"IF I'M WRONG, I'VE ALWAYS BEEN WRONG."
Today the WSJ ran an article about the crack-up of the Net Neutrality coalition. Bummer, I thought, because now Google is evil and corporations are crushing innovation and Obama has slapped us in the face with a betrayal and even Lawrence Lessig, Internet folk hero, has sold out to the man. Well, it turns out that the situation might not be so dire, as Lessig writes on his blog:
It is true, as the Journal reports, that I have stated that network providers should be free to charge different rates for different service -- "so long," the Journal quotes, "as the faster service at a higher price is available to anyone willing to pay it.
For example, in April, 2008, I testified before the Senate Commerce Committee. This is what I said:
"As I testified in 2006, in my view that minimal strategy right now marries the basic principles of “Internet Freedom” first outlined by Chairman Michael Powell, and modified more recently by the FCC, to one additional requirement — a ban on discriminatory access tiering. While broadband providers should be free, in my view, to price consumer access to the Internet differently — setting a higher price, for example, for faster or greater access — they should not be free to apply discriminatory surcharges to those who make content or applications available on the Internet. As I testified, in my view, such “access tiering” risks creating a strong incentive among Internet providers to favor some companies over others; that incentive in turn tends to support business models that exploit scarcity rather than abundance. If Google, for example, knew if could buy a kind of access for its video content that iFilm couldn’t, then it could exploit its advantage to create an even greater disadvantage for its competitors; network providers in turn could deliver on that disadvantage only if the non-privileged service was inferior to the privileged service."
That's the same thing I said to the FCC in its hearing at Stanford. You can hear what I said beginning at minute 18:20 here. There I distinguish between "zero price regulations" (such as Markey's bill (which I say I am against)) and what I called "zero discriminatory surcharge rules" (which I say I am for). The zero discriminatory surcharge rules are just that -- rules against discriminatory surcharges -- charging Google something different from what a network charges iFilm. The regulation I call for is a "MFN" requirement -- that everyone has the right to the rates of the most favored nation.This is precisely the position that the Journal breathlessly attributes to me today. It represents no change -- no "softening" no "shift" in my views.

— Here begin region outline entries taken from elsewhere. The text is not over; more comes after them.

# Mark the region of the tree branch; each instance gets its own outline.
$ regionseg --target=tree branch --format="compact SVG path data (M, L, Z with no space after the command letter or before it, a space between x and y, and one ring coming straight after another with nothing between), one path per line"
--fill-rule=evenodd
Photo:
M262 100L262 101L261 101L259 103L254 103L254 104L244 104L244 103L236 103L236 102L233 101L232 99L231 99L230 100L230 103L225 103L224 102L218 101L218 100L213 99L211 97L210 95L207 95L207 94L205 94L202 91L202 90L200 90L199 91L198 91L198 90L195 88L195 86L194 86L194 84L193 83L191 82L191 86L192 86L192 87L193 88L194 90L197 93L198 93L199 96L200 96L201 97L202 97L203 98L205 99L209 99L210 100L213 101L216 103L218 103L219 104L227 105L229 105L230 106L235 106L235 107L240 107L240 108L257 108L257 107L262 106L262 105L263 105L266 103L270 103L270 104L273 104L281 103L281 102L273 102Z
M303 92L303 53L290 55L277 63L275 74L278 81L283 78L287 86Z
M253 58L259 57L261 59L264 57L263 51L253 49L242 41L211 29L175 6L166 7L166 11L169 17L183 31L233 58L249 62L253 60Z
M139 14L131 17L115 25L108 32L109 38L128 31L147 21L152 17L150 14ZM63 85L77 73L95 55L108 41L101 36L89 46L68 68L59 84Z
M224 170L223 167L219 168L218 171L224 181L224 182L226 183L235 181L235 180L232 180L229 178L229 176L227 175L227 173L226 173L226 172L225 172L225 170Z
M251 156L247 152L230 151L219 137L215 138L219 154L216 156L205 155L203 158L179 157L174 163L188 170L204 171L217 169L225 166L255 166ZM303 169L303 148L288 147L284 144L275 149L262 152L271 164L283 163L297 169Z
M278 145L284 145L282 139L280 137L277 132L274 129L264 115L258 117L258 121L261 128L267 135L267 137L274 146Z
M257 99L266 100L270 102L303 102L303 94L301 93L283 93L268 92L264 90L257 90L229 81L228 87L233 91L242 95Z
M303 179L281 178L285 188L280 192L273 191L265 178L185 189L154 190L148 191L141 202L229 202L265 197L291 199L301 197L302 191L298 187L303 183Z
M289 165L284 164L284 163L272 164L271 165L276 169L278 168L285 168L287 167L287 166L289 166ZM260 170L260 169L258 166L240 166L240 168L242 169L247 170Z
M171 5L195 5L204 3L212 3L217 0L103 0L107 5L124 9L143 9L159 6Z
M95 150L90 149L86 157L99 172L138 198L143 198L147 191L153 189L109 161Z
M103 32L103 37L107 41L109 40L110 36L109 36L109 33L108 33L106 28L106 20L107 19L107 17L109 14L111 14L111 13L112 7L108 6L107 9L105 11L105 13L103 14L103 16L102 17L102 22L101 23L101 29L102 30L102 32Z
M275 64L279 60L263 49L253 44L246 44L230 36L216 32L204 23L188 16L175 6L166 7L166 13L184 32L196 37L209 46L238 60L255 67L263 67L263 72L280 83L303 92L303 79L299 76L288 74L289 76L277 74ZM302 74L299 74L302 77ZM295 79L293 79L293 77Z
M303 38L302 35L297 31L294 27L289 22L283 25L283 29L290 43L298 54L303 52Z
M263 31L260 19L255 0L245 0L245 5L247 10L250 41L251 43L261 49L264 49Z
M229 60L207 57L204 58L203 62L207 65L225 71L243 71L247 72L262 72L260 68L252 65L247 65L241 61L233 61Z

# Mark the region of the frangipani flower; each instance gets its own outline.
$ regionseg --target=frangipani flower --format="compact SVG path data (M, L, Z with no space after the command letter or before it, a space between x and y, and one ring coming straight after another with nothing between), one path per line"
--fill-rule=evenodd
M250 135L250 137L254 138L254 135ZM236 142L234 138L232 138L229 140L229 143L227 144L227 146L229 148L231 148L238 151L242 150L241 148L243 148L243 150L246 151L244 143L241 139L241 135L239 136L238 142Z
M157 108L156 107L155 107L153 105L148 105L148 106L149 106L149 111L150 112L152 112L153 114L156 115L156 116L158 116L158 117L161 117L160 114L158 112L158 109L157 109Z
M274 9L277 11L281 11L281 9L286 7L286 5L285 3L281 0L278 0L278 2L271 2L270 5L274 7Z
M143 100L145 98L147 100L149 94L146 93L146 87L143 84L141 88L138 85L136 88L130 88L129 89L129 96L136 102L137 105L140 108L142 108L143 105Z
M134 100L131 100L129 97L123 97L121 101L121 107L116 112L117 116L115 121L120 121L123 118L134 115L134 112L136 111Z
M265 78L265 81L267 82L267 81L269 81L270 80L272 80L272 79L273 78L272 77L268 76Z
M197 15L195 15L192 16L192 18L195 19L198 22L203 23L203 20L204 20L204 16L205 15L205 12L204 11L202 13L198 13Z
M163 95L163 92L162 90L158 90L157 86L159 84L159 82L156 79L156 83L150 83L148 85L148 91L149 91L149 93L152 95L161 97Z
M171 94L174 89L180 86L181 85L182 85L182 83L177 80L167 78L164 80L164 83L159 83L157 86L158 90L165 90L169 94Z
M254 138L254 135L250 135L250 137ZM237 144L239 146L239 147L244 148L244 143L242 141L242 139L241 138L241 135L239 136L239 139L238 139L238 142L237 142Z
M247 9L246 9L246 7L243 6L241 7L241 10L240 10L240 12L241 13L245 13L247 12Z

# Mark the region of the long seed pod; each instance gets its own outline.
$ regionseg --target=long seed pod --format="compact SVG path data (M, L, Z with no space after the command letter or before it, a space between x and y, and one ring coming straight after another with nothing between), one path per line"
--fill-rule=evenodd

Now no doubt my position might be wrong. Some friends in the network neutrality movement as well as some scholars believe it is wrong -- that it doesn't go far enough. But the suggestion that the position is "recent" is baseless. If I'm wrong, I've always been wrong.
So at least Lessig is consistent in his support for regulations that would hinder monopolization. And the article's evidence that Obama's position is somehow changing is nonsensical at best, just like most claims made thus far that Obama's position on anything is changing. But the actions of Google (secret negotiations for a fast pipe), Microsoft (which has changed its position), and Amazon (which has a special deal with Sprint to speed up Kindle downloads) all point to a lessened commitment among the Internet business community to net neutrality -- and a much harder fight to ensure it exists when the issue comes up for debate next year.